Le président ivoirien Laurent Gbagbo, en bisbille avec Paris, a quant à lui décliné l’invitation de Nicolas Sarkozy à participer aux commémorations en France. «La Côte d’Ivoire entend célébrer le cinquantenaire seule, dans le cadre de sa politique nationale de refondation», a sobrement déclaré Jacques Toubon, chargé de coordonner les festivités dans l’Hexagone.

L'Etat fait le service minimum

Côté français, le malaise est lui aussi palpable. «Si la France n’avait rien fait, certains auraient dit qu’elle était dans le déni. Là, elle se demande si c’est bien à elle de faire ces célébrations», analyse Stephen Smith, auteur de «Voyage en postcolonie» (ed. Grasset). Résultat, «l’Etat fait le service minimum». Les commémorations, dotées d’un budget de 16,3 millions d’euros, culmineront avec, le 14 juillet, un défilé controversé des troupes de treize anciennes colonies sur les Champs-Élysées, dont certaines ont participé à des répressions meurtrières, et un mini-sommet que Jacques Toubon a maladroitement qualifié de «familial».

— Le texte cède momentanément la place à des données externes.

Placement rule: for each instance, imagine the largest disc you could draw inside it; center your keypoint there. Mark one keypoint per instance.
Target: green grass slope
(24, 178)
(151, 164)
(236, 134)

«On ne peut pas tomber plus bas, affirme Stephen Smith. Doit-on voir dans ce défilé le signe que les relations [de la France avec ses anciennes colonies] se passent au niveau des tirailleurs africains? C’est célébratoire, sans contenu critique. C’est aux sociétés civiles africaines et françaises de faire ce bilan, ajoute-t-il. Mais on préfère se gausser de ce pauvre Toubon qui n’a pas un rond. D’où des célébrations très étatiques.» A l’embarras officiel répond l’ignorance générale: selon un sondageeffectué en février, 69% des Français n’avaient pas entendu parler du cinquantenaire des indépendances africaines.